The Embryo compilation 40 features some of this early music, including “For Eva” by the Christian Burchard trio (featuring Burchard on vibraphone) and “Marokko” which is credited to the Mal Waldron quartet and features Burchard, again on vibraphone. A lot of early Embryo/Burchard recordings have been released from Bruchard’s archival vault of recordings. A series entitled Memory Lane (V.1-4) has been released by Bruchard’s FUEGO label and there has also been a series entitled Time Warp (V.1-4). Both of these are pretty straightforward jazz explorations.

Stieg Ausand Rocksession, two Embryo albums culled from three separate sessions recorded 1971-72, both feature Waldron at the electric piano. Many of these performances by Waldron are likely considered sub-par by the mainstream jazz community–that always seems to be the judgment made when well known and talented jazz artists are playing and recording with new, younger artists or artists involved in rock or popular music who do not possess ‘real chops’ from a traditional perspective. This was the accusation made against Coltrane post-Quartet, against Miles in his electric period, and it could be argued that Waldron’s playing with Embryo isn’t jazz and doesn’t really count as part of his oeuvre, but I disagree strongly. Listen for example, to the spacey Waldron electric piano solo that begins soon after the five-minute mark on “Dreaming Girls,” the second track on Sieg Aus, where he both lowers the sonic temperature and returns the song to its structure after a wild jam session. 

Stieg Aus also features”The Call” as a more rock-oriented suite of music, but the core of the performance is still the extraordinary interplay between Mal Waldron and Jimmy Johnson. In an interview, Burchard had this to say about these two powerhouse keyboard players working together on these recordings: “Steig aus was done in the same studio, almost the same lineup plus the genius of Mal Waldron who had a super communication with Jimmy Jackson…Rocksession was a bit like Steig aus because of the fantastic organ player Jimmy Jackson and the musical architect on the electric piano Mal Waldron.”

Embryo moved on towards incorporating more Indian and Asian elements into their German space-age jams (you can hear them heading in that direction on Stieg Aus‘ opening track, “Radio Marakesch/Orient Express”), while Waldron moved on to recording with a variety of other jazz musicians (Archie Shepp, George Haslam). Embryo also frequently worked with Charlie Mariano, and have released a recording from a 1973 gig in Hamburg featuring both Mariano and Waldron.

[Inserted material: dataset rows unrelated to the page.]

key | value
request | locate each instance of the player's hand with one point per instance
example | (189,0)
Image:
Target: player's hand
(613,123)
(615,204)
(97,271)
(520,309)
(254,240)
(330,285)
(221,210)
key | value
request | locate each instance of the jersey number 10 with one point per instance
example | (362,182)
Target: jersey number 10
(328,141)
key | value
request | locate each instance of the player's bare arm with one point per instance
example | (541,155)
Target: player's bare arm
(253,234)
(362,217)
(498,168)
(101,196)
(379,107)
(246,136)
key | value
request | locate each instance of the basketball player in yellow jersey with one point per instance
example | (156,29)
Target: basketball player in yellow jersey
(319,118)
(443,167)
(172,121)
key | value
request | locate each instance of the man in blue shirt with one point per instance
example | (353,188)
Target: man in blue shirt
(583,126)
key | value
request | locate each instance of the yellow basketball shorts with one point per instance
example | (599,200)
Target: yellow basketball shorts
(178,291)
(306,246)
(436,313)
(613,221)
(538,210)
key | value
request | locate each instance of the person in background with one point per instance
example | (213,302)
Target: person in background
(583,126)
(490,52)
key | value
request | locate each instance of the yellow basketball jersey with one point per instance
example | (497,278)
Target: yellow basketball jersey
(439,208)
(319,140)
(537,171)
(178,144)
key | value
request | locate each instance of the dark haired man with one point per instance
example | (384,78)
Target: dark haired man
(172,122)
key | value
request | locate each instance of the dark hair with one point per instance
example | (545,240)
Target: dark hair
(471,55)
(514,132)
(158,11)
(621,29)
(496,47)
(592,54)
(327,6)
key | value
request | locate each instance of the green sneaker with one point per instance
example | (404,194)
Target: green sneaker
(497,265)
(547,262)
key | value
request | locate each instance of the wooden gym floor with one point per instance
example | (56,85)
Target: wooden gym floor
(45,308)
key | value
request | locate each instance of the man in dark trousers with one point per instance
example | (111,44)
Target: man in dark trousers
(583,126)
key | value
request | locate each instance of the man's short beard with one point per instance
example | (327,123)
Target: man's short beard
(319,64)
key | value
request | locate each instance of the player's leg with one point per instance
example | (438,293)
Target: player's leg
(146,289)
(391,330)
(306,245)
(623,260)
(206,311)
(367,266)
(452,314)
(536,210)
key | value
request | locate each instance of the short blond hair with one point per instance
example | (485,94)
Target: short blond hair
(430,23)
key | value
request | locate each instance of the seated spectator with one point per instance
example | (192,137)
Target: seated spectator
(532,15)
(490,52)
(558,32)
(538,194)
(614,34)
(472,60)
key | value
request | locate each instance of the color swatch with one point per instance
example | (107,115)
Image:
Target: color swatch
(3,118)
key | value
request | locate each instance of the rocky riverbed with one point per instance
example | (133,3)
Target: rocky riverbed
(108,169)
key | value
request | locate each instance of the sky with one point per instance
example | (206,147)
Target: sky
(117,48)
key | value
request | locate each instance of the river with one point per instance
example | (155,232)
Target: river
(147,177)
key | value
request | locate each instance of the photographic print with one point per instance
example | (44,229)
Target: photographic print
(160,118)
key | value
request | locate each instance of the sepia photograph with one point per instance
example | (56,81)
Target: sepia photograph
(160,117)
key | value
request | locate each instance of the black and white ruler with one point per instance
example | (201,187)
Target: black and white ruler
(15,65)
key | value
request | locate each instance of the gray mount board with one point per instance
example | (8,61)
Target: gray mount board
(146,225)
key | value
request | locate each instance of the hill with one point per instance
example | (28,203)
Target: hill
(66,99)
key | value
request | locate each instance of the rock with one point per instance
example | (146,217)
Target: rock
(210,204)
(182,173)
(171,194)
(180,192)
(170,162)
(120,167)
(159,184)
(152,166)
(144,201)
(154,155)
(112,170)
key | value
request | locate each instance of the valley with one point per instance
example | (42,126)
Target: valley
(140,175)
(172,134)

Embryo has since been acknowledged to be one of the early purveyors of the free jazz-jam side of Krautrock, and there is ever more Waldron being released as various recordings from this time period are unearthed both in the U.S. and Europe. It’s a fact that Waldron was over-recorded and some of the performances issued aren’t that great, but there is plenty there of interest as well, for example, four Black Lion trio releases issued in 2012 as part of the Black Lion Vault Series which I also recommend. But that’s a story for another day.